Validité des accords collectifs

Le projet de loi propose de subordonner la validité d’un accord d’entreprise ou d’établissement à sa signature par une ou plusieurs organisations syndicales de salariés représentatives ayant recueilli plus de 50 % des suffrages exprimés aux dernières élections professionnelles, au lieu d’au moins 30 % des suffrages exprimés. En l’absence de majorité, une ou plusieurs organisations syndicales ayant recueilli plus de 30 % des suffrages exprimés pourraient demander l’organisation d’un référendum d’entreprise pour valider l’accord. Après une mise en œuvre pour les accords collectifs relatifs au temps de travail et au développement de l’emploi, le texte prévoit de généraliser ces nouvelles règles à tous les accords.

Par ailleurs, selon le projet de loi, les branches professionnelles pourront négocier des accords-types applicables unilatéralement par les employeurs d’entreprises de moins de 50 salariés. Dans les entreprises sans représentation syndicale, les employeurs pourront aussi négocier avec des salariés mandatés par un syndicat sur tout sujet pouvant faire l’objet d’un accord.

Autres mesures

Le texte gouvernemental apporte plus de souplesse aux entreprises pour adapter le temps de travail, de repos et de congés en tenant compte des variations de l’activité de l’entreprise.

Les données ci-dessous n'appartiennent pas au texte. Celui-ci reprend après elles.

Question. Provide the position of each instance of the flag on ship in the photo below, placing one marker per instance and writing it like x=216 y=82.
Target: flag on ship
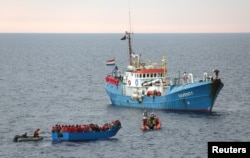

Dans ces domaines, les accords d’entreprise devraient pouvoir prévaloir sur les accords de branche.

A l’avenir, selon le projet de loi, un licenciement économique pourra être prononcé si l’entreprise est confrontée à quatre trimestres consécutifs de baisse des commandes ou du chiffre d’affaires, à deux trimestres consécutifs de pertes d’exploitation, à une importante dégradation de la trésorerie, ou encore en cas de réorganisation de l’entreprise nécessaire à la sauvegarde de sa compétitivité. De plus, les difficultés d’un groupe seront évaluées sur ses seules filiales françaises.

Le projet de loi réforme également la médecine du travail. La visite médicale à l’embauche devrait ainsi être limitée aux seuls emplois à risque.

Il affirme par ailleurs la liberté du salarié de manifester ses convictions religieuses à condition qu’elles n’entravent pas la liberté d’autrui et ne nuisent pas au bon fonctionnement de l’entreprise.

Notes

(1) Voir ASH n° 2952 du 18-03-16, p. 10.

(2) Voir ASH n° 2925 du 18-09-15, p. 9.

(3) Voir ASH n° 2945 du 29-01-16, p. 9.

(4) Voir ASH n° 2923 du 4-09-15, p. 44.

(5) Voir ASH n° 2907 du 24-04-15, p. 47.

(6) Voir ASH n° 2946 du 5-02-16, p. 49.